インド・ヨーロッパ語族は、インド・イラン系とヨーロッパ系に分けられます。
このうちインド・イラン系の人々をアーリア人と呼び、実のところヨーロッパ系白人はアーリア人ではないのです。
中国の歴代王朝やギリシア・ローマ文明はよく知られていますが、地理的にそれらの中間の位置にある中央アジアについては、ほとんど知らないのが日本人の平均的な歴史認識ではないでしょうか。
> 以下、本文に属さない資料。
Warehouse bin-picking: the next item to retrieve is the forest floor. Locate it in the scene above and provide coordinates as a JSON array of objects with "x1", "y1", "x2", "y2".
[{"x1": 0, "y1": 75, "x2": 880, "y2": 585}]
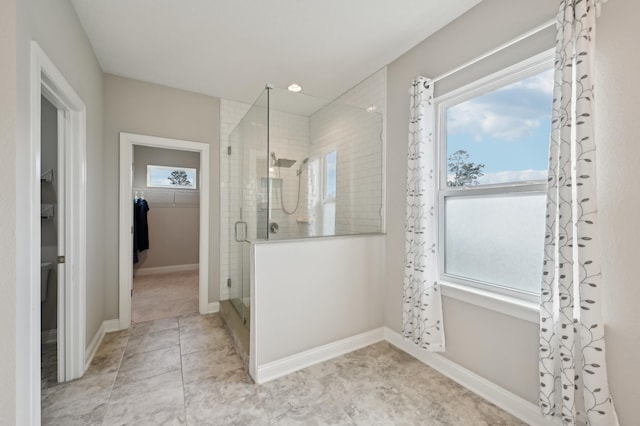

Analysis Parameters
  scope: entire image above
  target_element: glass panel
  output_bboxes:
[268,89,383,239]
[445,193,546,294]
[446,70,553,186]
[228,90,269,325]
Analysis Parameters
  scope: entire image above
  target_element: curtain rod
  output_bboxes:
[431,18,556,83]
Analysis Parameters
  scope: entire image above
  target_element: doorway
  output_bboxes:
[131,145,202,323]
[119,133,213,329]
[28,42,86,424]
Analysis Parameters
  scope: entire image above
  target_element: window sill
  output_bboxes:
[440,282,540,324]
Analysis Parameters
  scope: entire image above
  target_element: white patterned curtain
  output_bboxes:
[402,77,444,351]
[540,0,618,426]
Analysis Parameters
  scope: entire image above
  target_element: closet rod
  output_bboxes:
[430,18,556,83]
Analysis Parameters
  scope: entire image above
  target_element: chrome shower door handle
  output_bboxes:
[234,220,248,243]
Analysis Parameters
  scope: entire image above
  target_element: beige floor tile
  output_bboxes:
[131,270,199,322]
[129,318,178,338]
[104,370,186,425]
[115,346,181,387]
[125,328,180,355]
[182,346,244,383]
[42,314,522,426]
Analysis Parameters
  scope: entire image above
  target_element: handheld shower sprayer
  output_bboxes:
[297,157,309,176]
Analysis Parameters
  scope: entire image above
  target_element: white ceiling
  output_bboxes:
[71,0,481,103]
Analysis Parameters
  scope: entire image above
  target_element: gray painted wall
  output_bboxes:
[595,0,640,425]
[385,0,557,403]
[102,74,220,310]
[27,0,107,350]
[133,145,200,270]
[385,0,640,424]
[13,0,106,424]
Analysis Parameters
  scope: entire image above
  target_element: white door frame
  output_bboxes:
[119,132,215,329]
[26,41,86,424]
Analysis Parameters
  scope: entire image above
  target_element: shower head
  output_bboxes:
[297,157,309,176]
[276,158,296,169]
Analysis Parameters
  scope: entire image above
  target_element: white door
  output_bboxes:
[54,109,68,383]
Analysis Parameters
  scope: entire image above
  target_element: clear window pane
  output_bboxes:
[446,70,553,186]
[444,194,546,293]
中央アジアのイラン高原に現れたアーリア人は、史上初の騎馬民族でした。
最初の騎馬民族・キンメリア人は半ば神話的な存在で、続いて登場するのが黄金の美術品で名高いスキタイ人です。定住しない騎馬民族は、文字による記録を残さなかったので、彼らの栄枯盛衰の歴史をたどるのは、なかなか困難です。
定住したアーリア人による国家は、ペルシア帝国が有名です。

現在のイランは、大統領選挙の結果をめぐって混乱が続いています。実はイランとは「アーリア人の国」の意味なのです。
ペルシア帝国の復興を掲げたパフラヴィー王朝が、1935年に正式な国号としたのですが、1979年のイスラーム革命で王朝は倒れました。

著者・青木健氏は、ゾロアスター教の研究者です。
異国的な響きに惹かれて、彼の前著『ゾロアスター教』を読んでみようと思ったのですが、より普遍性の高そうなタイトルの本書が出たので、こちらを手に取ったわけです。
しかし、本書の主題である騎馬民族の興亡を把握するのは難しく、私の理解が及ぶのはペルシア帝国程度です。
素人には敷居が高過ぎる内容でした(笑)

(7月5日読了)

【不純文學交遊録・過去記事】
草原の覇者


posted by 【電脳呆人】不純総合研究所 at 21:39| Comment(2) | TrackBack(0) | 歴史・民俗交遊会 | このブログの読者になる | 更新情報をチェックする
この記事へのコメント
ナチス時代は、エコロジーが盛んでした。
純血主義と関係があるのでしょう。
自然賛歌と純血主義の関係というのは、興味深いです。
ナチスより少し前ですが、血液型による性格分類を考えたのもドイツの医学者です。
たまたま当時、ドイツに留学した日本人が、日本に伝えました。

メソポタミア文明などは面白いですね。
暦は太陰暦ですが、太陽信仰があります。
エジプトは太陽歴で太陽信仰です。
古代イスラームの天文学のレベルは高く、12世紀までヨーロッパのレベルは低かったのです。
古代ギリシャの高度な理科系文化は、ヨーロッパには受けつかれずに、イスラームで発展します。
そしてヨーロッパに流れていきます。
ヨーロッパが文明開化したのは、12世紀頃からです。
Posted by おおくぼ at 2009年07月12日 22:54
エコロジーの語を最初に使った、生物学者エルンスト・ヘッケルもドイツ人です。

イスラームによって継承された古代ギリシアの学問が、十字軍の時代にシチリア王国でアラビア語から翻訳されて、再びヨーロッパの知るところとなった、いわゆる12世紀ルネサンス。本日放送のNHK教育テレビ『高校講座世界史』が、このテーマでした。

著者はゾロアスター教の研究者なので、アーリア人の国=イランがイスラーム共和国となって、ゾロアスター教の名残が乏しくなっていることへの寂しさが、文章から伝わってきます。